Processamento de linguagem natural, ou PLN, é o subcampo da inteligência artificial focado em permitir que computadores processem, interpretem e gerem linguagem humana, falada ou escrita. Ele abrange tarefas que vão desde as mais restritas, como verificação ortográfica e marcação de classes gramaticais, até as mais abertas, como tradução, sumarização e conversação, e é o campo-mãe da tecnologia de modelos de linguagem de grande escala que domina o discurso sobre IA em meados da década de 2020.

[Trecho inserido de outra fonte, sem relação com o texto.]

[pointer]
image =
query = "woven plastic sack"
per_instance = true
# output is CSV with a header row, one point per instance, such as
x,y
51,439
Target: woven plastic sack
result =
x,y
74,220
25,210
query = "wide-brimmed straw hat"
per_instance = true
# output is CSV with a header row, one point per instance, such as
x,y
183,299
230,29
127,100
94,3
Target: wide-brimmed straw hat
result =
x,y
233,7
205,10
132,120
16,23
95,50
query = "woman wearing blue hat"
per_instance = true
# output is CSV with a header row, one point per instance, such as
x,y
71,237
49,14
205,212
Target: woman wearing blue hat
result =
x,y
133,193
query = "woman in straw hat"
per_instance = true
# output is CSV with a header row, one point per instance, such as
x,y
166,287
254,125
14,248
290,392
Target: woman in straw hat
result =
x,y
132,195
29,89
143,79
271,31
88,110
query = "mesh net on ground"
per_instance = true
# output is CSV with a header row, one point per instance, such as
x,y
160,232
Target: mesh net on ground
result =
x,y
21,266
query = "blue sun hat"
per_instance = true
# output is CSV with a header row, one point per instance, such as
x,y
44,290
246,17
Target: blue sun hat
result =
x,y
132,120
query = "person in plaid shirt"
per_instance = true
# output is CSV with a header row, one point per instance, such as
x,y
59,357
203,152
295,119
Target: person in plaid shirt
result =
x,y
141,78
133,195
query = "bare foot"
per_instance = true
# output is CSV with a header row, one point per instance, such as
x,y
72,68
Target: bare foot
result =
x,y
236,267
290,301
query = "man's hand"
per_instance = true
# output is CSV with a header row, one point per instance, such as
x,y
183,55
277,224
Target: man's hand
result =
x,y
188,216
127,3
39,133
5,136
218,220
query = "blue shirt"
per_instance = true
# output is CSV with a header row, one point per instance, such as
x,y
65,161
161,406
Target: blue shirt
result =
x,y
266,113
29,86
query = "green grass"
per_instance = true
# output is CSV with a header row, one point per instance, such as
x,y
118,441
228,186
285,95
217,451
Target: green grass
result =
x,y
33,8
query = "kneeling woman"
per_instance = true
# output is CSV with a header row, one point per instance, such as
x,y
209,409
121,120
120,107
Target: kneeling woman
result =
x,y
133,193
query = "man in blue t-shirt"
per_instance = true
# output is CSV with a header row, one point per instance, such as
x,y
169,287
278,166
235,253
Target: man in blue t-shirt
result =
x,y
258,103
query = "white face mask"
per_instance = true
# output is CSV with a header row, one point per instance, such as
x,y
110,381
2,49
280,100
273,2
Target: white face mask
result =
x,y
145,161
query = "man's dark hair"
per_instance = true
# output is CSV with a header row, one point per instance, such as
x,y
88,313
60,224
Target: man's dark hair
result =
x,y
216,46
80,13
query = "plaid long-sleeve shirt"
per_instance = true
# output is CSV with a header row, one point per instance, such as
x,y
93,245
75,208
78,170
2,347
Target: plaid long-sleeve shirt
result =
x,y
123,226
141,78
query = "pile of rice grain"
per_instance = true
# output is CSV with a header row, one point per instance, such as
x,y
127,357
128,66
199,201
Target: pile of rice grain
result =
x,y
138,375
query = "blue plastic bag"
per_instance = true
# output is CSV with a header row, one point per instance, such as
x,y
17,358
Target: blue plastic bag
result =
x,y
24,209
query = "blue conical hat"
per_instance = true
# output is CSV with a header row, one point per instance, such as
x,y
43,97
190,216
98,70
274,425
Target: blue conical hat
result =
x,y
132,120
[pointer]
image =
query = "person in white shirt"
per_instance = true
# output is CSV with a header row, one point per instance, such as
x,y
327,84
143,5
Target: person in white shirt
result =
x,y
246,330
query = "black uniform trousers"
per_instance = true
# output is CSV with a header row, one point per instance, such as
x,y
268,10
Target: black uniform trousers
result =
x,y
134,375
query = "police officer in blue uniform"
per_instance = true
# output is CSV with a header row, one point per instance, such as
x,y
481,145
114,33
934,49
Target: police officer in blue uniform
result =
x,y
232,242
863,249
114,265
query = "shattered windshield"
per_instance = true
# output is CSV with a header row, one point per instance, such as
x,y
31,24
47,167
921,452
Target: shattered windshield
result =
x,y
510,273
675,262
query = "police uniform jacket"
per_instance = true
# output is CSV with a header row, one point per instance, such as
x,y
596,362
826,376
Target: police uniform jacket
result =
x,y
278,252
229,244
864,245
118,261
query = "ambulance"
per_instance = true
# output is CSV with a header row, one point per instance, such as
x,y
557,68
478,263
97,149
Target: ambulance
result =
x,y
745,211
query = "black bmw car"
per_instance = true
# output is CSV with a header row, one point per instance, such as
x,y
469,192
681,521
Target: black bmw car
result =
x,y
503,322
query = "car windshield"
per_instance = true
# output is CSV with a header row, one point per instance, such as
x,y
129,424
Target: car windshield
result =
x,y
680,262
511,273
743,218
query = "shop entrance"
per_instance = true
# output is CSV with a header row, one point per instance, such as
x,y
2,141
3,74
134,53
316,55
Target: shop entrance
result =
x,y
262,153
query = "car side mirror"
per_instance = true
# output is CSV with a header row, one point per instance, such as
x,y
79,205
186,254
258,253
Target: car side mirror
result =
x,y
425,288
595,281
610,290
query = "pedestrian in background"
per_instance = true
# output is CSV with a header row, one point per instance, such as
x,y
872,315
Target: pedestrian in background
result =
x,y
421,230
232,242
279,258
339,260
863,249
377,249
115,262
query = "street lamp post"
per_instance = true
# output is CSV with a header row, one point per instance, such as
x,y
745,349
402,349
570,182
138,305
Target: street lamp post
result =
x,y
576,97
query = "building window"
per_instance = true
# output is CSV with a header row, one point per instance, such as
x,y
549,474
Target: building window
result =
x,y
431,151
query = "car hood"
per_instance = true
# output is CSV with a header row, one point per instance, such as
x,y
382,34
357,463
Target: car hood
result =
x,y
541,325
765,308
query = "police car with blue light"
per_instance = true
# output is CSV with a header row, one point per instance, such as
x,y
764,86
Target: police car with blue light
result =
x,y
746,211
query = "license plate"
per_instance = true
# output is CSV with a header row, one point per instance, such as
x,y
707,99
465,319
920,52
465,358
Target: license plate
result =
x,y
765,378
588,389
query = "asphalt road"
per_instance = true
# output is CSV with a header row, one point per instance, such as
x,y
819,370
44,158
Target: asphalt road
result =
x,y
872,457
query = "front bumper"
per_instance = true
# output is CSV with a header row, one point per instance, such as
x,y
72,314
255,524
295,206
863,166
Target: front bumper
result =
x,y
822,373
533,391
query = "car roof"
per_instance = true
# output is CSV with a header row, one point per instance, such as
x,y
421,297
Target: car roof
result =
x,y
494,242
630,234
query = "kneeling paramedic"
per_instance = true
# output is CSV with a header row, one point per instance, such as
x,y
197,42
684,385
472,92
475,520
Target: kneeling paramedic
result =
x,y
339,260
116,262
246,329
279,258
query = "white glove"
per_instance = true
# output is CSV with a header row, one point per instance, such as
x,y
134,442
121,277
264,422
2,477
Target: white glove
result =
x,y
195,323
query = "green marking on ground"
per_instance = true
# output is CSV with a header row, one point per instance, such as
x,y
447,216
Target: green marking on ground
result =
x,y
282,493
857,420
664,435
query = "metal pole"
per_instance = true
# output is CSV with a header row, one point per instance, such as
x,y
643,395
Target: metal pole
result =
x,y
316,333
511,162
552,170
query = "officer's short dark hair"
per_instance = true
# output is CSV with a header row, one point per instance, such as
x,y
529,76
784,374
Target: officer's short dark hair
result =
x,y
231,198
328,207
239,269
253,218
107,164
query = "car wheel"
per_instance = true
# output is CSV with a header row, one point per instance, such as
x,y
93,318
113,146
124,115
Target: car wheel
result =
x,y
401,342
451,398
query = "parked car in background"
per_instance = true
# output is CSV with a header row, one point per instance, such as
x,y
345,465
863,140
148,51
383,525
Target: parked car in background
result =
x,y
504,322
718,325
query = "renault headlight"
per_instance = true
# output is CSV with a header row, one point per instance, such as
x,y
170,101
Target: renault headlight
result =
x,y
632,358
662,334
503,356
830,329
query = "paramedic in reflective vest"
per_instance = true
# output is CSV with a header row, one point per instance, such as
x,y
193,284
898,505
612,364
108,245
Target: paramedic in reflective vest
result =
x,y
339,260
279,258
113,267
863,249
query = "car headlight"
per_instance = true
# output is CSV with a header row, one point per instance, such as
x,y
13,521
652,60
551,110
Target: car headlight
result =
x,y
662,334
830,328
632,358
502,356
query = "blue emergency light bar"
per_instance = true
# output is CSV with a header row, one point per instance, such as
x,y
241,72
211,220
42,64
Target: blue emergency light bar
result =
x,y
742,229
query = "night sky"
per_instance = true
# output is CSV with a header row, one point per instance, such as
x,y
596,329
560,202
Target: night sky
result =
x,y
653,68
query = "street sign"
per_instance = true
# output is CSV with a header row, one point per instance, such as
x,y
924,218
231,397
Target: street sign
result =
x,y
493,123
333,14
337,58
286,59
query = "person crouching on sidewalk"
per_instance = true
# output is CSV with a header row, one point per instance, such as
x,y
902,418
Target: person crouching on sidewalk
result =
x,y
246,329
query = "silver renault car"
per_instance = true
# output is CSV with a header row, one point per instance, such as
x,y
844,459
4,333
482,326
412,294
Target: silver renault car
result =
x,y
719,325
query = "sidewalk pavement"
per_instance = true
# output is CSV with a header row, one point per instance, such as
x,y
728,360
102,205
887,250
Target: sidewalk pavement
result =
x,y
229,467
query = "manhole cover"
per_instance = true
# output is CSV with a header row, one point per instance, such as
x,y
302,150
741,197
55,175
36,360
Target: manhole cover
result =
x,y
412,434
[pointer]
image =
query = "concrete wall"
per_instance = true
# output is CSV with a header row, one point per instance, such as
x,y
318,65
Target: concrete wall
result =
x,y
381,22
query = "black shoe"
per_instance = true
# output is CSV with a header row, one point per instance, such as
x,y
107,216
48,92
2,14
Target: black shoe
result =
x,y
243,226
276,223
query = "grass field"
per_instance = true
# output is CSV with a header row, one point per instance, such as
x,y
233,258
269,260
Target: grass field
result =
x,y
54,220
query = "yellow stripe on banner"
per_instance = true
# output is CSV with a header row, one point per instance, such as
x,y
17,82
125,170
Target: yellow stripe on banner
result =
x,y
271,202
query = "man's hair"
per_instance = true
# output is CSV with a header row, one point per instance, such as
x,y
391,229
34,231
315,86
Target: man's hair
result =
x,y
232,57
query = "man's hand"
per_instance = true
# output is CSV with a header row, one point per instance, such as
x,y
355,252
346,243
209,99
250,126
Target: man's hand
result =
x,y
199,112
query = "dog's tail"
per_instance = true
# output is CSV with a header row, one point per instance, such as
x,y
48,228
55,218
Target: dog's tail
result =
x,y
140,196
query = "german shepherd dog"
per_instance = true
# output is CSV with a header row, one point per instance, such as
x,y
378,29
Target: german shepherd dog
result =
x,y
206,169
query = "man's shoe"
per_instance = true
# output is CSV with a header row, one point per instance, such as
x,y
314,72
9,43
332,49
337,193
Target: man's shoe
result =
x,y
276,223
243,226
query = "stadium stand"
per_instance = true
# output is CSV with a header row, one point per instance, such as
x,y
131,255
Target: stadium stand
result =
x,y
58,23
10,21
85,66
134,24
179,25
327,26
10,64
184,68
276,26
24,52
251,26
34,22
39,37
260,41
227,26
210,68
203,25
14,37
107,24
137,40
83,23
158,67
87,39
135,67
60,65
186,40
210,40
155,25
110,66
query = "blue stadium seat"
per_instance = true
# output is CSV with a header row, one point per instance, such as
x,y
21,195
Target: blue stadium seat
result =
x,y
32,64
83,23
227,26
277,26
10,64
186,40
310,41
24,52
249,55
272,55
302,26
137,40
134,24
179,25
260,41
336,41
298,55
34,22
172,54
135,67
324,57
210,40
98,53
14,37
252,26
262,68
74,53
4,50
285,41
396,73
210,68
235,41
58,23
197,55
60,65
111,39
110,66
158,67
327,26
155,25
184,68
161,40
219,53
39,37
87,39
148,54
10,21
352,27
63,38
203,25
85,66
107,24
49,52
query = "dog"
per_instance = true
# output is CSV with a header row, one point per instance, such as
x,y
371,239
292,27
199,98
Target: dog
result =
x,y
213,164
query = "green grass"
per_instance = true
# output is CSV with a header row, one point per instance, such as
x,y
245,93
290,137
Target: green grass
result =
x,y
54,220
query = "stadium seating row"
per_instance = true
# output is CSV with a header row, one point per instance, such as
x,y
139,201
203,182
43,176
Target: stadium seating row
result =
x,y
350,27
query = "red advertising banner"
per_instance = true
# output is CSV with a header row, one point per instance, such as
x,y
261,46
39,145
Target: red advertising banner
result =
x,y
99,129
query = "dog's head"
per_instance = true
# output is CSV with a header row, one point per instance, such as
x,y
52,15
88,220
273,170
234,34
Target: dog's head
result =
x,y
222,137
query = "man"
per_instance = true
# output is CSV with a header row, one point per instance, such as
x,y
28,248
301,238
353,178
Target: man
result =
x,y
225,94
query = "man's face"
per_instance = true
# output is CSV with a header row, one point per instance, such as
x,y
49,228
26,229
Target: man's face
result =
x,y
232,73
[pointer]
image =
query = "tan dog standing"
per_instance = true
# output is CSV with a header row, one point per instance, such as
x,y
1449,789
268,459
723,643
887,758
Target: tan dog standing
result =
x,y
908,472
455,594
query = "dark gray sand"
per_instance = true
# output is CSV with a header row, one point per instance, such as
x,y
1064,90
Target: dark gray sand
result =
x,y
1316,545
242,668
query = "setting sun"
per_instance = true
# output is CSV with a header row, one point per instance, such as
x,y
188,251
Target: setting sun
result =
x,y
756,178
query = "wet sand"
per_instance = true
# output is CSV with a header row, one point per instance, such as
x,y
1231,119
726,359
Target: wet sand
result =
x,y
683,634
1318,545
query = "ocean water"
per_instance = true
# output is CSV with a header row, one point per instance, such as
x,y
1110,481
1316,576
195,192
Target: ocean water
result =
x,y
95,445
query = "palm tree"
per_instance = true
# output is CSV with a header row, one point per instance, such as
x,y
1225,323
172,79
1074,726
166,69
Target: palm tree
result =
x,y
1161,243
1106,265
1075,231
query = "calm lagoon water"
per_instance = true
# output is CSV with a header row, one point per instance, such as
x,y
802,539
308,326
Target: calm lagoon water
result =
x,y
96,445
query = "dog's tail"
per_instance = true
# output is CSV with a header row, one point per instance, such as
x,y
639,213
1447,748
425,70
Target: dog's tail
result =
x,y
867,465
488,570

Era inicial: regras e símbolos
Os primeiros sistemas de PLN, das décadas de 1950 a 1980, foram construídos sobre regras linguísticas artesanais e lógica simbólica, uma abordagem alinhada à IA simbólica. O ELIZA, um chatbot de 1966 criado por Joseph Weizenbaum, usava correspondência de padrões simples para simular um psicoterapeuta rogeriano e tornou-se uma demonstração inicial, embora limitada, das ambições do campo. Sistemas de tradução automática baseados em regras também foram desenvolvidos nesse período, com sucesso misto.
Era estatística
Do final da década de 1980 até os anos 2000, o PLN migrou para métodos estatísticos, usando probabilidades aprendidas de corpora de texto em vez de regras escritas à mão para lidar com tarefas como tradução, marcação e análise sintática. Esse período produziu técnicas como modelos de linguagem n-gram e tradução automática estatística, e estabeleceu grandes corpora anotados como infraestrutura central de pesquisa, um precursor da ênfase moderna na escala de dados de treinamento.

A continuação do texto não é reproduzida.